Mélanome : évaluer soi-même les risques

Juin 24, 2020

Mai 2020 – Les autorités de santé de la plupart des pays recommandent que le dépistage du mélanome ne soit pas systématique pour toute la population mais ciblé sur les personnes les plus à risque. Encore faut-il que celles-ci soient identifiées ou s’identifient comme telles. Malheureusement les campagnes de prévention insistent toujours beaucoup sur la conduite à adopter vis-à-vis de l’exposition solaire et beaucoup moins sur les autres facteurs de risque.
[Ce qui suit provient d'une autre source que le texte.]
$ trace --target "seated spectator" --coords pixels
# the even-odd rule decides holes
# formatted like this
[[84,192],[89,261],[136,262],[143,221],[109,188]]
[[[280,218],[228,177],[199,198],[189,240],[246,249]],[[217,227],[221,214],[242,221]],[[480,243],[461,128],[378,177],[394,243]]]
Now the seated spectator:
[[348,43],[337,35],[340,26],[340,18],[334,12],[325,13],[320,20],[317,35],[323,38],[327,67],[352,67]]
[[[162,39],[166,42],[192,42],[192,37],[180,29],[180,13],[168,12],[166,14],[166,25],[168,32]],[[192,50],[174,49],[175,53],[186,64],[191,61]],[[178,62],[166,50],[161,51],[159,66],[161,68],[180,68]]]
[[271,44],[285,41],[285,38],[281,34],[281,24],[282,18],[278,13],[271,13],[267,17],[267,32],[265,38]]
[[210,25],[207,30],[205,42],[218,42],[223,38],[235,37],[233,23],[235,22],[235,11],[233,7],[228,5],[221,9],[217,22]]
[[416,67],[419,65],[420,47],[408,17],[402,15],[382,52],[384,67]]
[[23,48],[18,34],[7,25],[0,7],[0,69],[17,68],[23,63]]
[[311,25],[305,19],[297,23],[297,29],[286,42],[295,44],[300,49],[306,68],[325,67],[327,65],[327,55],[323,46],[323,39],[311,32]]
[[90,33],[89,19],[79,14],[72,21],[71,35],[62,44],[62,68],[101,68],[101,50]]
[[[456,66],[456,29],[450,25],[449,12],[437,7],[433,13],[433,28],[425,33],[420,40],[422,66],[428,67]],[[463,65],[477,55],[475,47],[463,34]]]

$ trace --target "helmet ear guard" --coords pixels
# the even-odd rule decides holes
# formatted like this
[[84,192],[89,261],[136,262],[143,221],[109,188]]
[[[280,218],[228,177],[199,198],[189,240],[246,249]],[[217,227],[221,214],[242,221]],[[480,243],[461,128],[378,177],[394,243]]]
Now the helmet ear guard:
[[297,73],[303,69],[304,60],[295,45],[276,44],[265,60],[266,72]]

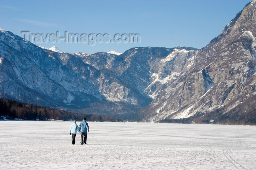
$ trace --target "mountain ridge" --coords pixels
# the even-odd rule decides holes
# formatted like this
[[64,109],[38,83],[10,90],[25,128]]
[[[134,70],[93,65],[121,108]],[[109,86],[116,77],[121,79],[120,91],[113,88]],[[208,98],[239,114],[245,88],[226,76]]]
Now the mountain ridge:
[[256,2],[201,49],[57,53],[1,29],[0,97],[145,122],[220,117],[217,111],[225,114],[244,103],[251,110],[246,103],[256,95]]

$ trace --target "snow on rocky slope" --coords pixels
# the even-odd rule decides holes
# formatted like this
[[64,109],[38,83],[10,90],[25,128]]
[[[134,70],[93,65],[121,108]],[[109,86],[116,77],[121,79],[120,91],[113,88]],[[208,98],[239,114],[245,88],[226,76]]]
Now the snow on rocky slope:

Une étude a été menée aux Etats-Unis sur 4 602 personnes âgées en moyenne d’une cinquantaine d’années et suivies dans un centre de dermatologie afin de préciser comment les patients pouvaient évaluer leurs propres risques vis-à-vis des cancers de la peau. Lors des consultations il leur a été demandé de remplir un questionnaire sur leur type de peau (claire ou plus foncée), le nombre de grain de beauté, de coups de soleil, d’antécédents de mélanome et/ou d’autres cancers de la peau pour eux ou/et dans leur famille. Les réponses permettaient d’établir un score de risque et les personnes qui avaient un score moyen à élevé étaient encouragées à se soumettre à un dépistage par photographies numérisées du corps entier.

Un peu plus de la moitié des patients ont bénéficié d’au moins une séance de dépistage au cours de la période qu’a duré l’étude. Ils étaient en général d’un niveau d’éducation plus élevé, vivaient en couple et avaient…une assurance sociale (nous sommes aux Etats-Unis). Un peu plus de 60 % des personnes étaient à risque moyen à élevé et 80 % d’entre elles ont bénéficié d’un dépistage.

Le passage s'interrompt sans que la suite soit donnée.